A Transport for London spokesperson told The Charlton Champion the widened lane had been introduced as part of its Streetspace programme “to create more space for people to safely walk and cycle”.

He added: “The bus lanes push general traffic and HGVs further away from cyclists; making this corridor a much more pleasant and less intimidating route, and provide a link from Woolwich into the Cycleway that is currently being built between Greenwich town centre and charlton. These lanes are an interim measure while we work on the permanent scheme that was consulted on earlier in 2020, and which would provide a two way segregated cycle lane taking people from Woolwich all the way into Greenwich, and eventually into central London.

“Bus lanes protect buses from congestion and ensure journey times and intervals between buses are more reliable. Bus lanes will help guard against a damaging car-led recovery by improving bus journey times and safety for Londoners making journeys by public transport and the increasing proportion travelling by bike.
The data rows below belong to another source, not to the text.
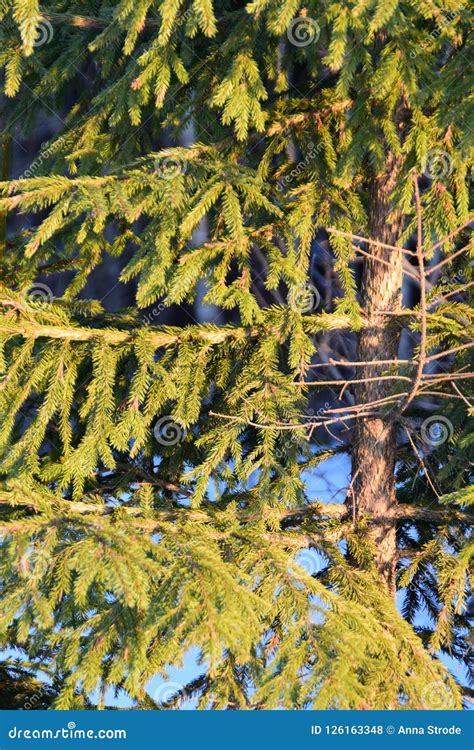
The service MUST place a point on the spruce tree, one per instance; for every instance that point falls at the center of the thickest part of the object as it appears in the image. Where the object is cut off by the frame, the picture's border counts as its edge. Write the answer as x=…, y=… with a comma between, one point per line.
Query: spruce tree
x=155, y=480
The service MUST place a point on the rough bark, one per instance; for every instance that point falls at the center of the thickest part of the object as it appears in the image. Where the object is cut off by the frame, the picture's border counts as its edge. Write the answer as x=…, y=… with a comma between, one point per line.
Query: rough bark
x=374, y=447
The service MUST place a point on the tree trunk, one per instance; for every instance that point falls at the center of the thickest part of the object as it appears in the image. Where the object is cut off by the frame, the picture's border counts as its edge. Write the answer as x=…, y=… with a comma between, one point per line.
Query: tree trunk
x=374, y=446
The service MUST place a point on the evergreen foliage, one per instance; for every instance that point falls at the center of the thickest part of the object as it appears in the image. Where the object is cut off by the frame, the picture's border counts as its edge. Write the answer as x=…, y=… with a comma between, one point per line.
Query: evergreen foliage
x=154, y=479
“Changes made as part of the Streetspace programme are being introduced on a temporary basis under temporary traffic orders, and will be monitored after implementation to ensure they deliver the expected benefits. Monitoring along the A206 corridor will include reviewing cycle flows, perception of safety, collision rates, general traffic flows and bus journey times.”

Woolwich Road
The widened lanes do not run across junctions

He continued: “We are reviewing the operation of the bus lanes with the Royal Borough of Greenwich, and the data we are collecting is helping to inform these ongoing discussions. Where appropriate, adjustments to the scheme will be made if they aren’t performing how we expected. The new measures will be in place for up to 18 months, after which the monitoring strategy will form a key part of discussions between TfL and the council as to whether the scheme should be removed or made permanent.”


CYCLEWAY 4 PROGRESS

Woolwich Ferry to Anchor and Hope Lane, Charlton: Bus lanes as interim measure, funding for cycle route not yet certain

Anchor and Hope Lane to Farmdale Road, Greenwich: Work yet to start

Farmdale Road to Old Woolwich Road: Due to open early December

Old Woolwich Road to Old Royal Naval College: Uses existing routes

Old Royal Naval College to Norway Street, Greenwich: Awaiting funding application

Norway Street to Rotherhithe Tunnel: TfL in discussions with local councils, plans due in coming months

Rotherhithe Tunnel to Tower Bridge Road: Complete


Work is continuing on the cycleway between Old Woolwich Road and Farmdale Road, which will see a safer crossing put in place for riders at the Angerstein roundabout. It is due to open in early December – about two months later than planned.

The TfL spokesperson said: “This is later than originally anticipated for a number of reasons, including delays in our supply chain for temporary materials, issues with ducting identified when on site and a recent design change to Vanburgh Hill bus stops to assist bus operations.

“We are currently finalising plans for the section of cycleway between Charlton and Anchor and Hope Lane and will announce our proposals and construction timescales shortly.”

A small section of Cycleway 4 is already open between Tower Bridge and Rotherhithe Tunnel; TfL said this week that plans for the section through Deptford would be announced “in the coming months”.